Shock and awe : Does skin sell ?

Nowadays you need a bare bottom even if you're just trying to launch a handbag.

There seems to be just one thought behind ad after ad - no publicity is bad publicity. While some may actually love the eyecandy on offer, others would remember the campaign for being outrageous. In either case it's a win-win situation for the advertiser. It is the company, the brand and the product that ultimately grabs attention.

Prahlad Kakkar of Genesis Advertising has a message for those embarassed by increasingly graphic ads like Kamasutra condoms and the 7-up TV spot featuring a voluptuous bikini model.

According to him: "Nudity was always acceptable when you see the larger picture. For example in villages it is the way of life. It is certainly not a taboo for scores of villagers for whom it is a natural state of existence, especially in the tribal belt. It is a city-centric middle class syndrome to consider nudity a taboo subject.

"Moreover I think the perception of nudity is quite a subjective matter. If you don't like it, just close your eyes. After all, it might look beautiful to someone else. Why should a moral brigade police your thoughts, likes and dislikes ?"

However not everybody is willing to join in on Kakkar's spirited defence of nudity in advertising.

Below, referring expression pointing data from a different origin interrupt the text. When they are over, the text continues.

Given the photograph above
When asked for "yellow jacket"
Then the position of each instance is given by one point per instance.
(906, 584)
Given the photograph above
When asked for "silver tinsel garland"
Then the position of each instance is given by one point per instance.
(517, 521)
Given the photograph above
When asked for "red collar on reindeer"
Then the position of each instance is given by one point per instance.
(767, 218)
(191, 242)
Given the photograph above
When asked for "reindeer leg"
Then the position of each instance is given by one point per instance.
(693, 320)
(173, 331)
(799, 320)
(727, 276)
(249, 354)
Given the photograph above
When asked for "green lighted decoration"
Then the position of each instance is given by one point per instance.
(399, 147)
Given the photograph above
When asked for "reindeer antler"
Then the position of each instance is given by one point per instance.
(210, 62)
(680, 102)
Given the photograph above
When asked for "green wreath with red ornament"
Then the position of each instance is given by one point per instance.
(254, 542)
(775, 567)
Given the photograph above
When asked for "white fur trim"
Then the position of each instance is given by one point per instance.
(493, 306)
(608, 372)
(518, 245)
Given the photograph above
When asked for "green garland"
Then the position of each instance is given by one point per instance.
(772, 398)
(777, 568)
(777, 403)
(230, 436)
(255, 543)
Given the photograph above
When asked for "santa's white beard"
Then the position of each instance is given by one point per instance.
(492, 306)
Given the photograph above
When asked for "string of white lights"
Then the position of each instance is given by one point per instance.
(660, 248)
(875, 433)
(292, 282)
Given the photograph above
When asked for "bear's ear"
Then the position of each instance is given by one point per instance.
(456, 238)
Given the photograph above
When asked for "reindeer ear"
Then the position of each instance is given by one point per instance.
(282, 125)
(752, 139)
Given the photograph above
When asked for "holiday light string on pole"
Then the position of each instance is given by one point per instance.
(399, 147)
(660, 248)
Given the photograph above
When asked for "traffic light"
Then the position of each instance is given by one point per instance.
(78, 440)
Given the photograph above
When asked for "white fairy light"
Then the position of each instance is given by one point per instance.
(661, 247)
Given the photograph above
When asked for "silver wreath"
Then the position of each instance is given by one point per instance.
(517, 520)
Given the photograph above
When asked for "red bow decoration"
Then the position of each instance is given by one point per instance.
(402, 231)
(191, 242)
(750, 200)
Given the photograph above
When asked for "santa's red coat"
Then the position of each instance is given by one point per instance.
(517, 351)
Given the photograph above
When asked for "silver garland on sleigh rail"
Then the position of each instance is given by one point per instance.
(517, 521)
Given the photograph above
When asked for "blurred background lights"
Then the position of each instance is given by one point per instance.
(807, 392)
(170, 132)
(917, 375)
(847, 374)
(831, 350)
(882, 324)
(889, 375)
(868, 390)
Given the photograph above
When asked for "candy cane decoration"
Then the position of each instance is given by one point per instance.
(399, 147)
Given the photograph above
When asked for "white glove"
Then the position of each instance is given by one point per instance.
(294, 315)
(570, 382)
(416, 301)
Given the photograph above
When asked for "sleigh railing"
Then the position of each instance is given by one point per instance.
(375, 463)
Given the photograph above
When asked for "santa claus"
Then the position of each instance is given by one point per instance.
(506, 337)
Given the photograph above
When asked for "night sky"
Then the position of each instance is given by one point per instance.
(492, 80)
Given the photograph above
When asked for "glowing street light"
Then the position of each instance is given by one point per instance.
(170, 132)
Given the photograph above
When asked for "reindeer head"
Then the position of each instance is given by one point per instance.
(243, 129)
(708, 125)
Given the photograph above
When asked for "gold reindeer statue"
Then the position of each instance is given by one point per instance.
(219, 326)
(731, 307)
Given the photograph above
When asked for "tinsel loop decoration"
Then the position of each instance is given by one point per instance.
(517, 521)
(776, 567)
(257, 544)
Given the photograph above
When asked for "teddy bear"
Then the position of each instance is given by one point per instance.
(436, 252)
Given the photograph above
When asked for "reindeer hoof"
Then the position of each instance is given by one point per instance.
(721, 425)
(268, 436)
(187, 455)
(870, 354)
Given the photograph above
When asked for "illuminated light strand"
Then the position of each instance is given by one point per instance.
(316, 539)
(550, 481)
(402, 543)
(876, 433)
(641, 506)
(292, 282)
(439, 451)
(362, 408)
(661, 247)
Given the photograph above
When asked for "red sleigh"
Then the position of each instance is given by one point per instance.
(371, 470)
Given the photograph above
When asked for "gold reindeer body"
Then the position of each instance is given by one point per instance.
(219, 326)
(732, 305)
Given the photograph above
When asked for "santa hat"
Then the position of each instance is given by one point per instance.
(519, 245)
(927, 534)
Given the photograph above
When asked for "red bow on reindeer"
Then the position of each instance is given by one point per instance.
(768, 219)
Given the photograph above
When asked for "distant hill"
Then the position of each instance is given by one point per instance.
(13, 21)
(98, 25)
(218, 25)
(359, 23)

To be honest, I don't think nudity has much of a future in advertising. Maybe in an one-off case like Tuff shoes it succeeded. Maybe nudity can still work well with certain prodcuts like condoms where it appears both logical and seductive. But that doesn't mean you can use naked models to sell consumer goods. I don't think nudity will really catch on in the long-run," insist Sunil Shethi of Sunny Advertising.

What do you say ?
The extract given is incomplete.